Description of Business


The Company was incorporated in the State of Delaware on August 14, 2009 (Inception) and maintains its principal executive office at 27th Floor, Profit Plaza, No.76 West HuangPu Road, Guangzhou, PRC 510000. Since inception, the Company has been engaged in organizational efforts and obtaining initial financing.  The Company was formed as a vehicle to pursue a business combination through the acquisition of, or merger with, an operating business.  The Company filed a Registration Statement on Form 10 with the U.S. Securities and Exchange Commission (the “SEC”) on November 25, 2009, and since its effectiveness, the Company has focused its efforts to identify a possible business combination.


The Company, based on proposed business activities, is a “blank check” company. The SEC defines those companies as "any development stage company that is issuing a penny stock, within the meaning of Section 3(a)(51) of the Securities Exchange Act of 1934, as amended (the “Exchange Act”), and that has no specific business plan or purpose, or has indicated that its business plan is to merge with an unidentified company or companies." Many states have enacted statutes, rules and regulations limiting the sale of securities of "blank check" companies in their respective jurisdictions. The Company is also a “shell company,” defined in Rule 12b-2 under the Exchange Act as a company with no or nominal assets (other than cash) and no or nominal operations. Management does not intend to undertake any efforts to cause a market to develop in our securities, either debt or equity, until we have successfully concluded a business combination. The Company intends to comply with the periodic reporting requirements of the Exchange Act for so long as we are subject to those requirements.

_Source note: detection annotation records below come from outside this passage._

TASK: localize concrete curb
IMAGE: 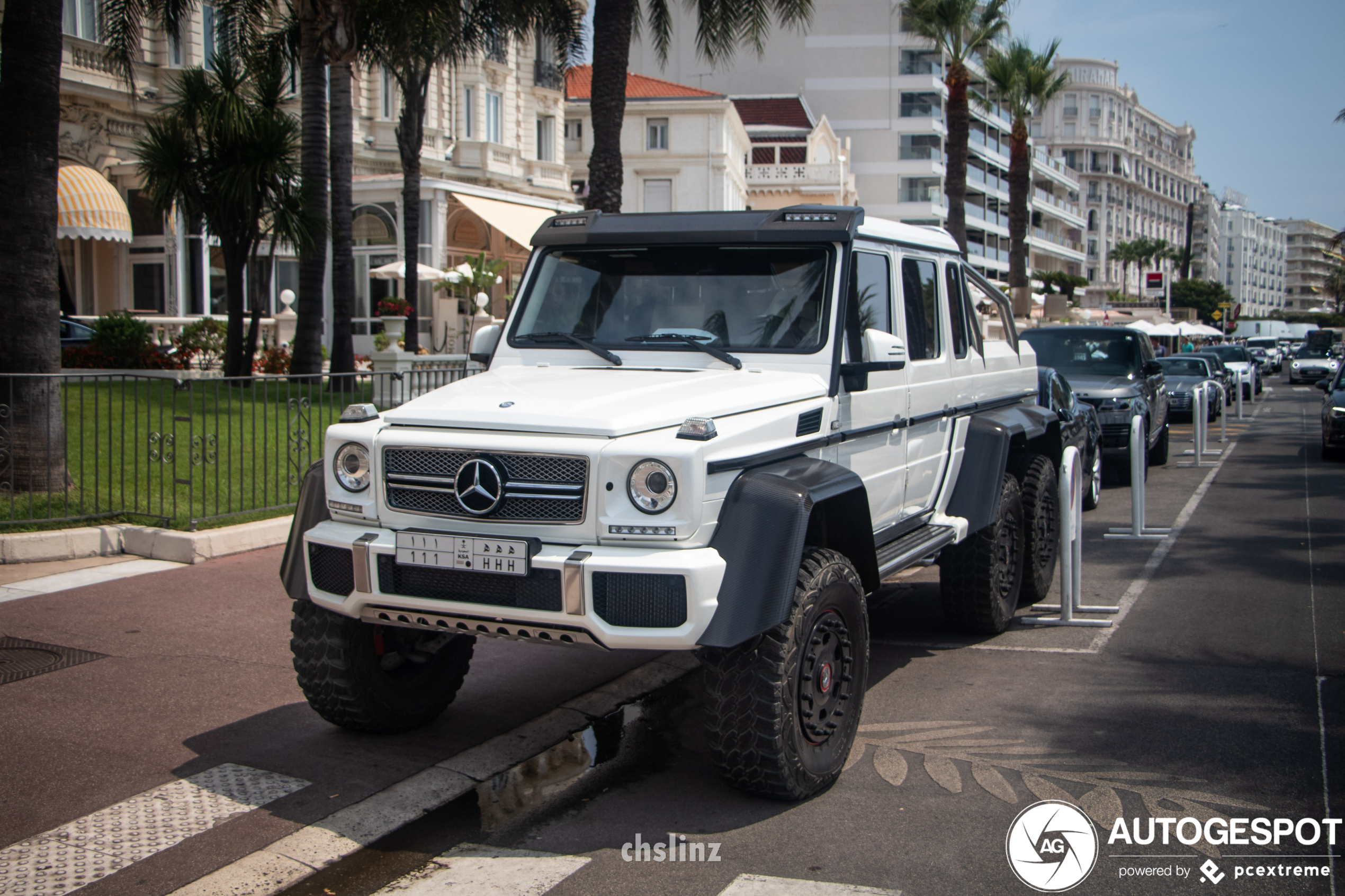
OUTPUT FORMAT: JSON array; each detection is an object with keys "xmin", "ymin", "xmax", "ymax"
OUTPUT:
[
  {"xmin": 0, "ymin": 516, "xmax": 294, "ymax": 563},
  {"xmin": 171, "ymin": 651, "xmax": 700, "ymax": 896}
]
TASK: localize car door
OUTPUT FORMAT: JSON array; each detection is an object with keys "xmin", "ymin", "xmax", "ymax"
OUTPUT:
[
  {"xmin": 837, "ymin": 246, "xmax": 907, "ymax": 532},
  {"xmin": 900, "ymin": 252, "xmax": 954, "ymax": 517}
]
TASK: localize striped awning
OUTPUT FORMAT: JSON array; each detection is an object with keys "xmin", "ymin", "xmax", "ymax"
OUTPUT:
[{"xmin": 57, "ymin": 165, "xmax": 130, "ymax": 243}]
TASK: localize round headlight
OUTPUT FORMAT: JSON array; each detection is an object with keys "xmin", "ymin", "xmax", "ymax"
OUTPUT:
[
  {"xmin": 625, "ymin": 459, "xmax": 677, "ymax": 513},
  {"xmin": 332, "ymin": 442, "xmax": 369, "ymax": 492}
]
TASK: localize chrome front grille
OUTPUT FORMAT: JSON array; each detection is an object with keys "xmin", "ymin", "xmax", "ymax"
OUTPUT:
[{"xmin": 383, "ymin": 447, "xmax": 588, "ymax": 524}]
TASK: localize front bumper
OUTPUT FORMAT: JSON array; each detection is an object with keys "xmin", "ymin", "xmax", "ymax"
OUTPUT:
[{"xmin": 304, "ymin": 520, "xmax": 725, "ymax": 650}]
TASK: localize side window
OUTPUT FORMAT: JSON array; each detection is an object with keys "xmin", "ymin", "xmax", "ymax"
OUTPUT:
[
  {"xmin": 851, "ymin": 252, "xmax": 893, "ymax": 334},
  {"xmin": 943, "ymin": 262, "xmax": 971, "ymax": 357},
  {"xmin": 901, "ymin": 258, "xmax": 940, "ymax": 361}
]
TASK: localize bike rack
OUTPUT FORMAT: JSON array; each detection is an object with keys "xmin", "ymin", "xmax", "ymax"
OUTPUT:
[
  {"xmin": 1019, "ymin": 445, "xmax": 1120, "ymax": 629},
  {"xmin": 1101, "ymin": 417, "xmax": 1171, "ymax": 539}
]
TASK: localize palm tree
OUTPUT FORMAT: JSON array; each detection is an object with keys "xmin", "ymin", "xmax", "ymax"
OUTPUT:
[
  {"xmin": 136, "ymin": 54, "xmax": 324, "ymax": 376},
  {"xmin": 978, "ymin": 39, "xmax": 1069, "ymax": 317},
  {"xmin": 361, "ymin": 0, "xmax": 582, "ymax": 354},
  {"xmin": 0, "ymin": 0, "xmax": 67, "ymax": 494},
  {"xmin": 901, "ymin": 0, "xmax": 1009, "ymax": 252},
  {"xmin": 585, "ymin": 0, "xmax": 812, "ymax": 214}
]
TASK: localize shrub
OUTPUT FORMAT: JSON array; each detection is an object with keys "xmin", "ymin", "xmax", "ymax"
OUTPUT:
[
  {"xmin": 177, "ymin": 317, "xmax": 229, "ymax": 371},
  {"xmin": 89, "ymin": 310, "xmax": 154, "ymax": 368}
]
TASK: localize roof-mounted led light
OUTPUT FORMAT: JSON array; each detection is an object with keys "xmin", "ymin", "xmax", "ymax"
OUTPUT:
[{"xmin": 677, "ymin": 417, "xmax": 718, "ymax": 442}]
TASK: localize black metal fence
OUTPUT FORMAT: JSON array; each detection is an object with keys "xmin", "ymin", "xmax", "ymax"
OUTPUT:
[{"xmin": 0, "ymin": 367, "xmax": 478, "ymax": 531}]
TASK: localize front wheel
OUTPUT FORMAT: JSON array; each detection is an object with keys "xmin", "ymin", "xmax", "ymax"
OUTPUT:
[
  {"xmin": 289, "ymin": 601, "xmax": 476, "ymax": 734},
  {"xmin": 701, "ymin": 548, "xmax": 869, "ymax": 799},
  {"xmin": 939, "ymin": 474, "xmax": 1024, "ymax": 634}
]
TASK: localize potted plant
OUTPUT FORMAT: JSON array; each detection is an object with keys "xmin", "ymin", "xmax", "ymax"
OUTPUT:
[{"xmin": 378, "ymin": 297, "xmax": 411, "ymax": 348}]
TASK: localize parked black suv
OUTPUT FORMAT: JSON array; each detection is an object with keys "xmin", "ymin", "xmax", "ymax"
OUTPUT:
[{"xmin": 1022, "ymin": 327, "xmax": 1168, "ymax": 482}]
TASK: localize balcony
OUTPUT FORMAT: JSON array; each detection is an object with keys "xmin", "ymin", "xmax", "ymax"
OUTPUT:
[
  {"xmin": 533, "ymin": 59, "xmax": 565, "ymax": 90},
  {"xmin": 747, "ymin": 164, "xmax": 841, "ymax": 187}
]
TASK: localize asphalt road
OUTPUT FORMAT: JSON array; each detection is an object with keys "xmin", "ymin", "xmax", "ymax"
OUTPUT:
[
  {"xmin": 275, "ymin": 383, "xmax": 1345, "ymax": 896},
  {"xmin": 0, "ymin": 382, "xmax": 1345, "ymax": 896}
]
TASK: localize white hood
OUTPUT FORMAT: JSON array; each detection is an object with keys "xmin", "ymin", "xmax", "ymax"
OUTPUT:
[{"xmin": 382, "ymin": 367, "xmax": 827, "ymax": 438}]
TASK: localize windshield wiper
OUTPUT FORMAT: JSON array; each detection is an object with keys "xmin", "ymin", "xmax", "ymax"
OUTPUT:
[
  {"xmin": 518, "ymin": 332, "xmax": 621, "ymax": 367},
  {"xmin": 625, "ymin": 333, "xmax": 742, "ymax": 371}
]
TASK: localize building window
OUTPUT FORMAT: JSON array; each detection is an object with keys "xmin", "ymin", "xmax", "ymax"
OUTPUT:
[
  {"xmin": 901, "ymin": 134, "xmax": 943, "ymax": 160},
  {"xmin": 643, "ymin": 177, "xmax": 672, "ymax": 212},
  {"xmin": 536, "ymin": 115, "xmax": 555, "ymax": 161},
  {"xmin": 486, "ymin": 93, "xmax": 505, "ymax": 144},
  {"xmin": 644, "ymin": 118, "xmax": 672, "ymax": 150},
  {"xmin": 60, "ymin": 0, "xmax": 98, "ymax": 40}
]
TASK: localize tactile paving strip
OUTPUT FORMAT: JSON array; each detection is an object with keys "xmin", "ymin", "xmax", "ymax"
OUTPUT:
[{"xmin": 0, "ymin": 763, "xmax": 309, "ymax": 896}]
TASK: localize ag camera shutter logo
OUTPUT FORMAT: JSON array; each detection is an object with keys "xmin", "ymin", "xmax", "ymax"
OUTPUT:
[{"xmin": 1005, "ymin": 799, "xmax": 1098, "ymax": 893}]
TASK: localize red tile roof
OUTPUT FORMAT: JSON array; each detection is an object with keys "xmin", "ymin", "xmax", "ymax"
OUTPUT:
[
  {"xmin": 565, "ymin": 66, "xmax": 724, "ymax": 99},
  {"xmin": 733, "ymin": 97, "xmax": 812, "ymax": 129}
]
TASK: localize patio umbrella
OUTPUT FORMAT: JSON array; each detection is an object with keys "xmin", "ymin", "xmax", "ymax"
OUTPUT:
[{"xmin": 369, "ymin": 262, "xmax": 444, "ymax": 280}]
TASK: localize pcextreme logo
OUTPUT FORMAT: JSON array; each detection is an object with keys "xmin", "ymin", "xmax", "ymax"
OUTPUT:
[{"xmin": 1005, "ymin": 799, "xmax": 1098, "ymax": 893}]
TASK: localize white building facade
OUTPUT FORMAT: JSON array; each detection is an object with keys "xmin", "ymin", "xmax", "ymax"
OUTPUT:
[
  {"xmin": 1220, "ymin": 189, "xmax": 1288, "ymax": 317},
  {"xmin": 1032, "ymin": 59, "xmax": 1201, "ymax": 304},
  {"xmin": 565, "ymin": 66, "xmax": 750, "ymax": 212},
  {"xmin": 631, "ymin": 0, "xmax": 1084, "ymax": 279}
]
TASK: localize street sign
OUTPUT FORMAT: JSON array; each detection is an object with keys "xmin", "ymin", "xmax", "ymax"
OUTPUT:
[{"xmin": 1145, "ymin": 270, "xmax": 1168, "ymax": 295}]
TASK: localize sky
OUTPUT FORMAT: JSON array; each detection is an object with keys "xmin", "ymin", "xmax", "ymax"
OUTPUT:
[{"xmin": 576, "ymin": 0, "xmax": 1345, "ymax": 230}]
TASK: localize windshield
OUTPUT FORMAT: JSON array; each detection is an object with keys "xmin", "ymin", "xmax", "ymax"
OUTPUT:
[
  {"xmin": 1205, "ymin": 345, "xmax": 1247, "ymax": 364},
  {"xmin": 1022, "ymin": 329, "xmax": 1146, "ymax": 376},
  {"xmin": 511, "ymin": 246, "xmax": 829, "ymax": 354},
  {"xmin": 1158, "ymin": 357, "xmax": 1209, "ymax": 376}
]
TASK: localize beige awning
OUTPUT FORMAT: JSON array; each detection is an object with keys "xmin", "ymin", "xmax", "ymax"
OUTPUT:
[{"xmin": 453, "ymin": 194, "xmax": 555, "ymax": 249}]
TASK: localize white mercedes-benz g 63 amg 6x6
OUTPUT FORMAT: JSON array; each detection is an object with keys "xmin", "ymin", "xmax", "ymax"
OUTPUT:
[{"xmin": 281, "ymin": 205, "xmax": 1060, "ymax": 799}]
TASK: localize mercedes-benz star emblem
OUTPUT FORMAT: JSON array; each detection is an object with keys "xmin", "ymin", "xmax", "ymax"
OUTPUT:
[{"xmin": 453, "ymin": 457, "xmax": 505, "ymax": 516}]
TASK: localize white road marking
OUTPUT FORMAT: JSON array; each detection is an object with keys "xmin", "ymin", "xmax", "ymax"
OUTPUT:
[
  {"xmin": 720, "ymin": 874, "xmax": 901, "ymax": 896},
  {"xmin": 0, "ymin": 560, "xmax": 191, "ymax": 603},
  {"xmin": 0, "ymin": 763, "xmax": 309, "ymax": 896},
  {"xmin": 375, "ymin": 844, "xmax": 592, "ymax": 896}
]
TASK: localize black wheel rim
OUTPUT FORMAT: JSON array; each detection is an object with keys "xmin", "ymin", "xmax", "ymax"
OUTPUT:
[{"xmin": 799, "ymin": 610, "xmax": 854, "ymax": 744}]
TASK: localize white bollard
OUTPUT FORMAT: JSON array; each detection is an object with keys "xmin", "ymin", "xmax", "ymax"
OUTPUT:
[
  {"xmin": 1019, "ymin": 445, "xmax": 1120, "ymax": 629},
  {"xmin": 1101, "ymin": 417, "xmax": 1171, "ymax": 539}
]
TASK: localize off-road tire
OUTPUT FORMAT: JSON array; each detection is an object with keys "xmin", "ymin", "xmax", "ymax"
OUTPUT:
[
  {"xmin": 1009, "ymin": 454, "xmax": 1060, "ymax": 606},
  {"xmin": 939, "ymin": 473, "xmax": 1024, "ymax": 634},
  {"xmin": 1145, "ymin": 423, "xmax": 1170, "ymax": 467},
  {"xmin": 1084, "ymin": 445, "xmax": 1101, "ymax": 511},
  {"xmin": 289, "ymin": 601, "xmax": 476, "ymax": 734},
  {"xmin": 701, "ymin": 547, "xmax": 869, "ymax": 799}
]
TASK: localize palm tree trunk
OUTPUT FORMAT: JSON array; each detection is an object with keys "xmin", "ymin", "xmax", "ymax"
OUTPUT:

The Company was organized as a vehicle to investigate and, if such investigation warrants, acquire a target company or business seeking the perceived advantages of being a publicly held corporation. The Company’s principal business objective for the next 12 months and beyond such time will be to achieve long-term growth potential through a combination with a business rather than immediate, short-term earnings. The Company intends to seek a target company that is in the food and beverage industry and is located in the People’s Republic of China, however, it will not restrict its potential candidate target companies to this industry and/or any other specific business, industry or geographical location and, thus, may acquire any type of business.



10






The Company currently does not engage in any business activities that provide cash flow.  During the next twelve months we anticipate incurring costs related to:


(i)

filing Exchange Act reports, and

(ii)

investigating, analyzing and consummating an acquisition.


We believe we will be able to meet the costs we expect to incur, through deferral of fees by certain service providers and additional amounts, as necessary, to be loaned to or invested in us by our stockholder(s), management or other investors. As of the date of this filing we have no funds in our treasury.  There are no assurances that the Company will be able to secure any additional funding as needed.  Currently, however our ability to continue as a going concern is dependant upon our ability to generate future profitable operations and/or to obtain the necessary financing to meet our obligations and repay our liabilities arising from normal business operations when they come due.  Our ability to continue as a going concern is also dependant on our ability to find a suitable target company and enter into a possible reverse merger with such company.  Management’s plan includes obtaining additional funds by equity financing through a reverse merger transaction and/or related party advances, however there is no assurance of additional funding being available.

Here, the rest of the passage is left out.